After holding Michigan State to a three-and-out to open the third quarter, Alabama scored its fifth touchdown in six offensive possessions after Marquis Maze scored on a 37-yard reception from Greg McElroy. Up by 35 points late in the third, the Tide pulled many of their starters that resulted in many players seeing action from deep in the depth chart. Third-string back Eddie Lacy extended the lead to 49–0 with touchdown runs of twelve yards in the third and 62 yards in the fourth quarter. The Spartans scored their only points late in the fourth on a 49-yard Bennie Fowler touchdown reception from Keith Nichol to bring the final score to 49–7.

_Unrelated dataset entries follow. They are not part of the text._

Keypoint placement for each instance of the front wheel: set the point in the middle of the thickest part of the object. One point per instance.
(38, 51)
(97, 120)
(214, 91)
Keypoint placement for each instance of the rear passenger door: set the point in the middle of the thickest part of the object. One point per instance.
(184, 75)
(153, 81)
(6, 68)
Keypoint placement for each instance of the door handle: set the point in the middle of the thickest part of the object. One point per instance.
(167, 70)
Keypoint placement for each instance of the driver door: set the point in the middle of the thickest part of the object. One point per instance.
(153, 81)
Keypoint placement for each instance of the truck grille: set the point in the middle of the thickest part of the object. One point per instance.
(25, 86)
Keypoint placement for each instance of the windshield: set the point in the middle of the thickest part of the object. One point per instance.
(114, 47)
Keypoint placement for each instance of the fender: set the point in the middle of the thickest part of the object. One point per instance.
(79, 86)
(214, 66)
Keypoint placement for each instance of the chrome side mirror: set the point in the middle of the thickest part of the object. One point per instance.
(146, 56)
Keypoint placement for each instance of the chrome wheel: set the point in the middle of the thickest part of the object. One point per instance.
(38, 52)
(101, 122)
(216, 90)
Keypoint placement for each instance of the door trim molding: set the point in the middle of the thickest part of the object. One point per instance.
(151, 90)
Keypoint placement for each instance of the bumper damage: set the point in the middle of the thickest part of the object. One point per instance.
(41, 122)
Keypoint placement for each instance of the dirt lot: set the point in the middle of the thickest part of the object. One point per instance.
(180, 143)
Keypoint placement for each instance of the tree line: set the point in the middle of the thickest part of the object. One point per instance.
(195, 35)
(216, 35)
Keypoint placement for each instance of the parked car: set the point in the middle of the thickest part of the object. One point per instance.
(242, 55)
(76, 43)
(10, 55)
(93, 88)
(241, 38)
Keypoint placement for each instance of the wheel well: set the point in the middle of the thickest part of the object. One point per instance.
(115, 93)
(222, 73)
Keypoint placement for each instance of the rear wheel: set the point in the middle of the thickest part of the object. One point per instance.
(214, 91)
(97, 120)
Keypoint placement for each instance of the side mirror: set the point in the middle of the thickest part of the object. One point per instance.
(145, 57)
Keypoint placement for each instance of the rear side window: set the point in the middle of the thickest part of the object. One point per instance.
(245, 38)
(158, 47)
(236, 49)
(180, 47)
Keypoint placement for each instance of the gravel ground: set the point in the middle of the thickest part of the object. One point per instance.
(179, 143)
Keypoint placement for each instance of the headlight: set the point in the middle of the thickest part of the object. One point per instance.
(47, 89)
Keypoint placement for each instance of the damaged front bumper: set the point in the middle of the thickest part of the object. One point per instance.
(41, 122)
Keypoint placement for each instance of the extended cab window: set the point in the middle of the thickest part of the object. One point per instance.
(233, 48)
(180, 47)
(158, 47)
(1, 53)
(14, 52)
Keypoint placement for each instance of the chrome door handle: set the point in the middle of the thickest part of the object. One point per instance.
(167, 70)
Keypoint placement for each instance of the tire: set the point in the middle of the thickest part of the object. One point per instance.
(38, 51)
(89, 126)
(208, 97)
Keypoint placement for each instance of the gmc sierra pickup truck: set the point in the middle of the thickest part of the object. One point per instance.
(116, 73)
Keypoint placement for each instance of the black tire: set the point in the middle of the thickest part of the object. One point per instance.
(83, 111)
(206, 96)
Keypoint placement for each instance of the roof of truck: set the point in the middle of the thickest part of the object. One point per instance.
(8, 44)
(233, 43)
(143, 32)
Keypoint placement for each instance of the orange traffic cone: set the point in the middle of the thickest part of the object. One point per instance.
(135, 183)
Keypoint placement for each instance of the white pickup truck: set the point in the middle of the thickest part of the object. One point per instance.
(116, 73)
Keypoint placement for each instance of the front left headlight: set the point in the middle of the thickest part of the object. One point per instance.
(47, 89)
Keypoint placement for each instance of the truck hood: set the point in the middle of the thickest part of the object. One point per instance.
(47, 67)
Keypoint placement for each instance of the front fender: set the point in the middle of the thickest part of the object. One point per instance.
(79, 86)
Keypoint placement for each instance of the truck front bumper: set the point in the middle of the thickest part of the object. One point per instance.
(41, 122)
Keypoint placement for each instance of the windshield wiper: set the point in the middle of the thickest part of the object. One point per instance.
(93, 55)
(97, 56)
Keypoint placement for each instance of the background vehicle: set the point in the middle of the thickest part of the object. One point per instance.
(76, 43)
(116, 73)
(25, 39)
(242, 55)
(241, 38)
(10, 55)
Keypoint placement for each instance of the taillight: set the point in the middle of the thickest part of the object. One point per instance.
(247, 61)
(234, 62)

For his performance which included two sacks, a tackle for loss and a forced fumble, Alabama linebacker Courtney Upshaw was named the game's Most Valuable Player.

Scoring summary
| Quarter | Time | Drive |  |  | Team | Scoring information | Score |  |
| Plays | Yards | TOP | ALA | MSU |
| 1 | 8:20 | 13 | 79 | 6:40 | ALA | Mark Ingram II 1-yard touchdown run, Jeremy Shelley kick good | 7 | 0 |
| 2 | 14:33 | 8 | 62 | 2:48 | ALA | Trent Richardson 8-yard touchdown run, Jeremy Shelley kick good | 14 | 0 |
| 2 | 6:46 | 7 | 80 | 2:22 | ALA | Mark Ingram II 6-yard touchdown run, Jeremy Shelley kick good | 21 | 0 |
| 2 | 3:50 | 3 | 44 | 1:20 | ALA | Julio Jones 35-yard touchdown run, Jeremy Shelley kick good | 28 | 0 |
| 3 | 12:00 | 4 | 79 | 1:23 | ALA | Marquis Maze 37-yard touchdown reception from Greg McElroy, Jeremy Shelley kick good | 35 | 0 |
| 3 | 1:09 | 10 | 58 | 5:00 | ALA | Eddie Lacy 12-yard touchdown run, Jeremy Shelley kick good | 42 | 0 |
| 4 | 8:58 | 3 | 84 | 1:19 | ALA | Eddie Lacy 62-yard touchdown run, Jeremy Shelley kick good | 49 | 0 |
| 4 | 5:45 | 7 | 69 | 3:05 | MSU | Bennie Fowler 49-yard touchdown reception from Keith Nichol, Dan Conroy kick good | 49 | 7 |
| "TOP" = time of possession. For other American football terms, see Glossary of American football. |  |  |  |  |  |  | 49 | 7 |

===Statistics===

| Statistic | MSU | Bama |
|---|---|---|
| First downs | 12 | 25 |
| Total offense, plays - yards | 60–171 | 75–546 |
| Rushes-yards (net) | 28– -48 | 44–275 |
| Passing yards (net) | 287 | 271 |
| Passes, Comp-Att-Int | 29–14 | 23–19 |
| Time of possession | 16:10 | 19:42 |

==Game notes==
This was the first ever meeting between the two schools. Michigan State head coach Mark Dantonio was an assistant coach for Alabama head coach Nick Saban when Saban coached at State from 1995 to 1999.

Somewhat ignominiously, Michigan State was forced into the unusual circumstance of punting on 4th and goal in the second quarter, due to a fumble that left the Spartans at the 38-yard line.